For teams that need more control over the training process, Amazon SageMaker Training Jobs offer a flexible middle ground with managed compute and ability to tweak multiple hyperparameters. You can also save intermediate checkpoints and use them to create iterative training workflows like chaining supervised fine-tuning (SFT) and RFT jobs to progressively refine your model. You have the flexibility to choose between LoRA and full-rank training approaches, with full control over hyperparameters. For deployment, you can choose between Amazon Bedrock for fully managed inference or Amazon SageMaker endpoints where you control instance types, batching, and performance tuning. This tier is ideal for ML engineers and data scientists who need customization beyond Amazon Bedrock but don’t require dedicated infrastructure. SageMaker Training Jobs also integrate seamlessly with the broader Amazon SageMaker AI ecosystem for experiment tracking, model registry, and deployment pipelines. Amazon Nova RFT on SageMaker Training Job uses YAML recipe files to configure training jobs. You can obtain base recipes from the SageMaker HyperPod recipes repository.

Best practices:

  1. Data format: Use JSONL format with one JSON object per line.
  2. Reference answers: Include ground truth values that your reward function will compare against model predictions.
  3. Start small: Begin with 100 examples to validate your approach before scaling.
  4. Custom fields: Add any metadata your reward function needs for evaluation.
  5. Reward Function: Design for speed and scalability using AWS Lambda.
  • To get started with Amazon Nova RFT job on Amazon SageMaker Training Jobs, see the SFT and RFT notebooks.

SageMaker HyperPod

SageMaker HyperPod delivers enterprise-grade infrastructure for large-scale RFT workloads with persistent Kubernetes-based clusters optimized for distributed training. This tier builds on all the features available in SageMaker Training Jobs—including checkpoint management, iterative training workflows, LoRA and full-rank training options, and flexible deployment— on a much larger scale with dedicated compute resources and specialized networking configurations.
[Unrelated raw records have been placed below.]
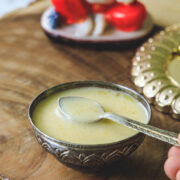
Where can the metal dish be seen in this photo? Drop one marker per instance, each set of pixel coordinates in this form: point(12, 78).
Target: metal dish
point(67, 33)
point(156, 70)
point(88, 157)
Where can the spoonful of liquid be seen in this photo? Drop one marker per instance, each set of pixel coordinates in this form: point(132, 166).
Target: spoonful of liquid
point(84, 110)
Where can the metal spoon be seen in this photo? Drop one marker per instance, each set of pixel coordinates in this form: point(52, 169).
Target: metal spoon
point(96, 112)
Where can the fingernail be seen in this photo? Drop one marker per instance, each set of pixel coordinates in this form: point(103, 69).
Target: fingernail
point(178, 175)
point(179, 138)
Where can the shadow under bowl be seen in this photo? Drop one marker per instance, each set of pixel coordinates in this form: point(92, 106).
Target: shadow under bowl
point(88, 158)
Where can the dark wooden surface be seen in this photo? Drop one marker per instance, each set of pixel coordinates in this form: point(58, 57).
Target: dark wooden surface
point(30, 63)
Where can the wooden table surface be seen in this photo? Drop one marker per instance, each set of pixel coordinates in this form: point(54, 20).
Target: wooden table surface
point(30, 63)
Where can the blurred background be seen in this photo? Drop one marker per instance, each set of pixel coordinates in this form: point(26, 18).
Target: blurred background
point(164, 12)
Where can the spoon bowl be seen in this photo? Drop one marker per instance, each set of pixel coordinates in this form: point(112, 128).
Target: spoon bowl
point(84, 110)
point(85, 157)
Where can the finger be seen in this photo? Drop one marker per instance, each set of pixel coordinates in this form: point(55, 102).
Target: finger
point(172, 166)
point(178, 175)
point(174, 151)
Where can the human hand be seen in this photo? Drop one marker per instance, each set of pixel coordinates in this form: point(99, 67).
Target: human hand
point(172, 164)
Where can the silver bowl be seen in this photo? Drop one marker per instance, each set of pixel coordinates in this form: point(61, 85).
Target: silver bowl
point(88, 157)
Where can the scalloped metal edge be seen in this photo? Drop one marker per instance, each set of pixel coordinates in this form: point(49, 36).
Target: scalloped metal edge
point(149, 73)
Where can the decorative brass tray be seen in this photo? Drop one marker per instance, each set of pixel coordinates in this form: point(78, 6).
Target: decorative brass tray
point(156, 70)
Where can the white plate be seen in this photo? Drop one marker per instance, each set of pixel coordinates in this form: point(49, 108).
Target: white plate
point(111, 35)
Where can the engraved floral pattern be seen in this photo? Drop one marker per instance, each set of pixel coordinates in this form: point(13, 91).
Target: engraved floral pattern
point(149, 70)
point(86, 159)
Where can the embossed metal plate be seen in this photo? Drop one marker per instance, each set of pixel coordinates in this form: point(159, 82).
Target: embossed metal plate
point(156, 70)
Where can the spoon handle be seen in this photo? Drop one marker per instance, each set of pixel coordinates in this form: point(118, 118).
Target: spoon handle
point(163, 135)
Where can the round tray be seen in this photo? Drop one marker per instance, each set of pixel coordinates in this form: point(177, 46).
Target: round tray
point(67, 33)
point(156, 70)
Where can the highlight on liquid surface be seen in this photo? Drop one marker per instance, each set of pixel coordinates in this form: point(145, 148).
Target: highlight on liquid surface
point(49, 120)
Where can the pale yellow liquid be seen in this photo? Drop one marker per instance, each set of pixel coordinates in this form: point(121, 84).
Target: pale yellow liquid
point(48, 119)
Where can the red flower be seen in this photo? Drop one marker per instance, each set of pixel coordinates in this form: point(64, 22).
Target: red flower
point(71, 11)
point(126, 17)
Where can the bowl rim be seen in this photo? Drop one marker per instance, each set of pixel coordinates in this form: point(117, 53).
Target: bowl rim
point(86, 83)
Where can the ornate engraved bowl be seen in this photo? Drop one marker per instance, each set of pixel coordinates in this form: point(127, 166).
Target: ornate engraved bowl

The RFT implementation in HyperPod is optimized for higher throughput and faster convergence through state-of-the-art asynchronous reinforcement learning algorithms, where inference servers and training servers work independently at full speed. These algorithms account for this asynchrony and implement cutting-edge techniques used to train foundation models. HyperPod also provides advanced data filters that give you granular control over the training process and reduce the chances of crashes. You gain granular control over hyperparameters to maximize throughput and performance. HyperPod is designed for ML platform teams and research organizations that need to push the boundaries of RFT at scale. Amazon Nova RFT uses YAML recipe files to configure training jobs. You can obtain base recipes from the SageMaker HyperPod recipes repository.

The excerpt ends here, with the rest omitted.